I’ve been shooting pictures for about eight years now, since my freshman year of high school, and have truly fallen in love with it. So much of what I’ve done since my passion blossomed has been in the name of furthering my craft: learning more about the techniques, the math behind it, the physics of it, the mechanics of it, the art.
In the years that I’ve been shooting, and especially in the years that I’ve been shooting more professionally, I’ve noticed how I’ve become a proverbial “nerd” in many ways. While most people find themselves window-shopping for something like clothes or new shoes, I frequently find myself going to the nearest electronic store and looking at and SD card’s data read and write speeds (my card is 300 megabytes per second, just for the record).
Nerdy as I’ve become, the question for me has always been: What’s next? What’s the better camera? What’s the fastest aperture lens? What’s the next, most challenging shoot I can go on?
Well, a fun fact about photography is that bigger is damn near always better in this field. If you have a camera with a bigger sensor, you’re more capable of countless types of imaging.

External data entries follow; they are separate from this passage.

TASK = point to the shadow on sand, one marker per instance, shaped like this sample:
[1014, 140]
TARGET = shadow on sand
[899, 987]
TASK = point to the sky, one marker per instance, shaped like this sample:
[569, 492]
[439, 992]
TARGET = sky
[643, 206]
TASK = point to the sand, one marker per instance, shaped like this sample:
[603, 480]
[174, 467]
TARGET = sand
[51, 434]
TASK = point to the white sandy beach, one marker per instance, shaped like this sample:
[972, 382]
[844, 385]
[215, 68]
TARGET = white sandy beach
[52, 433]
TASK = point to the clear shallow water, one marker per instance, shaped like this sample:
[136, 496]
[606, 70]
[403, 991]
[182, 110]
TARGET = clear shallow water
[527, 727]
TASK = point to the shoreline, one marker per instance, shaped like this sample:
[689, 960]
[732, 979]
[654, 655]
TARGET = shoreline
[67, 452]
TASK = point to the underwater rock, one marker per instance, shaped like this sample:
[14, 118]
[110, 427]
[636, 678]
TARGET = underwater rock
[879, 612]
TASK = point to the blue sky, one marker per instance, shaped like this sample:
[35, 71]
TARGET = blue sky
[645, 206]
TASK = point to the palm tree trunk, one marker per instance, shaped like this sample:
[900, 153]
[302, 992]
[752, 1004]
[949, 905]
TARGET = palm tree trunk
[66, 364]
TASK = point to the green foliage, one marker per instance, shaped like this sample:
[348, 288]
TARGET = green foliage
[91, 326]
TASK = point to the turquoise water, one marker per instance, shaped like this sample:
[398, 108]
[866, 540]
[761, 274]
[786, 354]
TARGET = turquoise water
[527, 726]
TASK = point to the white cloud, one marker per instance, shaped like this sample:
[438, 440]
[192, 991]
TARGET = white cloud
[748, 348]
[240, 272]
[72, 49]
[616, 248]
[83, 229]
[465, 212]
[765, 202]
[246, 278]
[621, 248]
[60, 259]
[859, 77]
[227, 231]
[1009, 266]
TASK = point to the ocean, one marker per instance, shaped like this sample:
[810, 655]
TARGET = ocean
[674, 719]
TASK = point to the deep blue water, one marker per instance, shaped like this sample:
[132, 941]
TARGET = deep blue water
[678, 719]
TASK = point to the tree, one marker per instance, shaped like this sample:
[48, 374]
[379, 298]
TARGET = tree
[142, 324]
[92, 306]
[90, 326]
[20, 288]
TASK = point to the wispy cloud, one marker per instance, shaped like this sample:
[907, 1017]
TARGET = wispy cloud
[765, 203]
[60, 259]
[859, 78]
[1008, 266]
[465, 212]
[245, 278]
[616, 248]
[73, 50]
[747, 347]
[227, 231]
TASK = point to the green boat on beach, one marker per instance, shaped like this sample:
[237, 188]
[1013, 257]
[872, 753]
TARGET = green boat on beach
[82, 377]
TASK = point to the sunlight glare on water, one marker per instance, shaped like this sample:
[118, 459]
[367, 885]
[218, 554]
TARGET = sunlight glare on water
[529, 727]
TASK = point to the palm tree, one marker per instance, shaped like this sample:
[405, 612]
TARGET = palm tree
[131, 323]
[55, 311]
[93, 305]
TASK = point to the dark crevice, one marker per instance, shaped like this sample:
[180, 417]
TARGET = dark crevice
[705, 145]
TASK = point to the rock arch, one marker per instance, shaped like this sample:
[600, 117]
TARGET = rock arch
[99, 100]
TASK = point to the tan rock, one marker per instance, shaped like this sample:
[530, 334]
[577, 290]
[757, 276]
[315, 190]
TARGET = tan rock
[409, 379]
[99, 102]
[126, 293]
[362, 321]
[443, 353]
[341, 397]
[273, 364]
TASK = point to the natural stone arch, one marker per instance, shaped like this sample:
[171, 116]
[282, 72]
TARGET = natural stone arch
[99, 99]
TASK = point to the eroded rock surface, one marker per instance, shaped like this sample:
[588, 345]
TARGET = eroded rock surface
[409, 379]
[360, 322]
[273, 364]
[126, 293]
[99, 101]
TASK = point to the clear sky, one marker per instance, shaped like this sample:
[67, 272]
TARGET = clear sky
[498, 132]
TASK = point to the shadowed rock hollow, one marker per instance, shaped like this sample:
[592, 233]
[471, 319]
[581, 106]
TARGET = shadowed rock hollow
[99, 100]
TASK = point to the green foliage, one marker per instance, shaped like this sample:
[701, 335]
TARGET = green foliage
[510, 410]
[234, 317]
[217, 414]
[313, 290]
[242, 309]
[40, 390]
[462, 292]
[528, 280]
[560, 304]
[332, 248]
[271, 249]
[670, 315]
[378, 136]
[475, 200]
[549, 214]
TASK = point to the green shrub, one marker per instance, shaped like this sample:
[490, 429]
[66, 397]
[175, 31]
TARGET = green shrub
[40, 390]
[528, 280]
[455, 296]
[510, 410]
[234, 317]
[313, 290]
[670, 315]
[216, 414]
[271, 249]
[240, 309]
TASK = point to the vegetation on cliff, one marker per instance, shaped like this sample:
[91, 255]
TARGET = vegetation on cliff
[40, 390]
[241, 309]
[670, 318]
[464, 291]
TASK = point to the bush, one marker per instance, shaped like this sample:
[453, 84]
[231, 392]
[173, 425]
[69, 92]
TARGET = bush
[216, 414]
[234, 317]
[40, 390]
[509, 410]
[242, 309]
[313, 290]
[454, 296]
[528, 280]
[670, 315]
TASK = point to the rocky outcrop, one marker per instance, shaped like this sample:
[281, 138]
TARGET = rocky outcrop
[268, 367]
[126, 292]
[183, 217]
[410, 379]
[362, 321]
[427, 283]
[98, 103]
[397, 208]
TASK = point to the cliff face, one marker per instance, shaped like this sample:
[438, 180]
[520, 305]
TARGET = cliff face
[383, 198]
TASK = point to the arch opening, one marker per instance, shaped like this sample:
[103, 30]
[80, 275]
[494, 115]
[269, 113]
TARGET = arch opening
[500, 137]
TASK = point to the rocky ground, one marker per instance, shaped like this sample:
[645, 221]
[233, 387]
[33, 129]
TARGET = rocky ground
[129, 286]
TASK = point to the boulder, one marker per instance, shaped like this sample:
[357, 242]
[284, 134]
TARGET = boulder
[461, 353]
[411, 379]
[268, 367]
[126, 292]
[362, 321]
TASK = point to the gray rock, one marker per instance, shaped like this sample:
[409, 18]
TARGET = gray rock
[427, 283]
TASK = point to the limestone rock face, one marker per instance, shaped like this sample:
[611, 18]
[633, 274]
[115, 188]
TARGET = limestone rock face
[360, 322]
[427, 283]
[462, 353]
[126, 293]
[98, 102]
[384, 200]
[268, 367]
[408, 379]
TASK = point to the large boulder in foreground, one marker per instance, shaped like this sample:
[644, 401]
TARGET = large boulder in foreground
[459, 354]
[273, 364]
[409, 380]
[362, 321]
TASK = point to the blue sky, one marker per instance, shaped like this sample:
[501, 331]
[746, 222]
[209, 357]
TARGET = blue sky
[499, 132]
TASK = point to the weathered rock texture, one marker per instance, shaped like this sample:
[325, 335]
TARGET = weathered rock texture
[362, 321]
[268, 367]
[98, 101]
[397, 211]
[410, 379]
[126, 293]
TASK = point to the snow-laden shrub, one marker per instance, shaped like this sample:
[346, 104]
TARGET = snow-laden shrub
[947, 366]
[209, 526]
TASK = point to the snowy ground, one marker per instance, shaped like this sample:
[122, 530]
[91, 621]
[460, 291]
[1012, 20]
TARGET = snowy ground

And along with that massive sensor, you’d need an absolutely massive lens to go with it too.
Pair the idea of “bigger is better” with one of the most interesting, challenging, and specialized forms of photography and what do you get? Astronomy. A telescope. A massive CCD sensor. Processing power so immense and so hot that half of the lens’ structure alone is dedicated just to cooling it down.
And behind it all is one person who’s watching every click of the shutter, combing through all the thousands of photos, finding what’s interesting, finding what matters to us, what appeals to the human race. One of these people in Tucson is Carson Fuls, one of a senior research specialist for the Catalina Sky Survey.
Fuls and his team operate two telescopes on the summit of Mount Lemmon: a 60-inch and a 40-inch. Every night, one of the astronomers mans the 60-inch telescope and scans several blocked-out sectors of the Milky Way galaxy, trying to locate and track any near-earth objects that that may or may not be on a collision course with our planet.
On Oct. 6, 2019, I spent six hours with Fuls up on the mountain to see what a day in the life was like for someone like him. Through the course of the night, we studied the stars and discussed everything about the history of the mountain, his background in physics, how he got into the astronomy field, the logistics of living on a mountain away from family for days at a time, and how he met his wife through the Sky Survey work.
Also in our conversation, he mentioned how there’s an engineering component of his job for when he’s not on the mountain observing speeding bullets in the sky. On Oct. 29, Fuls and I met again, this time on the ground, to see how the Sky Survey’s offices are beneath the 9,000-foot rock megalith. While at the workspace in the Lunar & Planetary Laboratory, I took photos of Fuls as he worked on a new microchip to regulate shutter actuations on a telescope that the Catalina Sky Survey team are modifying.